Bureau régional de la FAO pour le Proche-Orient et l’Afrique du Nord

First-ever off-shore marine cage farm starts operations in the Gaza Strip

On 15 September 2021, the Gaza Strip’s first-ever marine cage farm, located about four nautical miles off the shores of Deir al Balah, was stocked with the first shipment of 30 000 fingerlings.

The cage farm, established by FAO in partnership with the Government of Italy on behalf of the Italian Agency for Development Cooperation (ACIS) and stocked with financial support from the European Union, is operated by a newly-formed Social Business lead by the fishers’ syndicate, together with the Ministry of Agriculture and Al Tawfeek fishing cooperative.  A board of directors involving key actors in the fisheries sector serves as the business’ governing body.

“The installation of these cages is an entrepreneurial project taking place in Gaza for the first time,” said Abdelnasser Madi, executive director of the Social Business. “FAO’s support minimized the risks for Gazans of such an investment and developed their knowledge and skills to maximize benefits of the investment. We expect to witness an increase in production and revenues.”

The works are part of a wider intervention to strengthen resilience and livelihoods of fishing communities in the Gaza Strip through equitable modernisation of the fisheries and aquaculture value chain started in 2017.

“It envisages opening a new, modern economic subsector to enable Gaza fishers and other private actors to benefit from modern, open-sea fish farming technology and market opportunities through an innovative, profitable and environmentally sustainable business model,” said Dr. Ciro Fiorillo, head of FAO's Coordination Office for the West Bank and Gaza Strip Programme (FAO WBGS).

Through its intervention, FAO has also delivered technical and institutional capacity-development support for the Social Business and other related actors.  

“We are fully aware of the innovative nature of the marine cage farm and lack of previous experience in the Gaza Strip. Hence, we believe that building the technical and operational capacities of the Social Business is crucial to ensuring profitable and sustainable operation of the marine cage farm and the business as a whole,” said Dr. Azzam Saleh Ayasa, head of programming at FAO WBGS.

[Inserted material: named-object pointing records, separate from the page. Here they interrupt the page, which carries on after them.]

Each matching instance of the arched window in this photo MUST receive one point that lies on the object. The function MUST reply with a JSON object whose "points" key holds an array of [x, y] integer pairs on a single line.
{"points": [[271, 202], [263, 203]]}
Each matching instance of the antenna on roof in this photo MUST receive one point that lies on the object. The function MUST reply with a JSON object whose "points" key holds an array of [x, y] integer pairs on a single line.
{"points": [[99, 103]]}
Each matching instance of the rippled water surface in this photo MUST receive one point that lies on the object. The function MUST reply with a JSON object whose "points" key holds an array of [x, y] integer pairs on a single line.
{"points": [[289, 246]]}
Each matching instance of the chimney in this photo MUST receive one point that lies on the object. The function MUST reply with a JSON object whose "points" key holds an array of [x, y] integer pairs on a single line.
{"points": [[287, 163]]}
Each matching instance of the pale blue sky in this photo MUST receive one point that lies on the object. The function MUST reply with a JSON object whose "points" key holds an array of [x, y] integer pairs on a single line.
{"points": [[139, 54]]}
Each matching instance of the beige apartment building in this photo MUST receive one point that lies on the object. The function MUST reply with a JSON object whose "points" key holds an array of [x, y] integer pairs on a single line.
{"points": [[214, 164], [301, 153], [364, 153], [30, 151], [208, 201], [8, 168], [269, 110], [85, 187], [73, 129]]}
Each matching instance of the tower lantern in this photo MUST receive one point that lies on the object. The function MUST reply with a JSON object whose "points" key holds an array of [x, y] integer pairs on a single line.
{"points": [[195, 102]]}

Among the technical and institutional support provided this past year, FAO provided in-depth practical trainings to four fishers selected to be marine cage farm operators and two marine aquaculture technicians on scuba diving up to a depth of 30m, as well as on fundamental aspects of farm management and fish welfare/health control, in anticipation of the delivery of the first shipment of fingerlings.

FAO has also provided support to the Ministry of Agriculture and other service providers on legal and technical aspects of marine aquaculture as part of its contribution towards a more enabling environment for the emerging marine aquaculture subsector.

Additionally, FAO international experts will soon start delivering support on the optimization of marine environments, particularly in respect to fish health and disease control, and on the regulatory framework for marine aquaculture zoning.  

Further support from the ACIS includes the importation of a small-sized modern boat to facilitate effective operations, which arrived in the Gaza Strip on 2 September 2021, representing an important step forward in the project.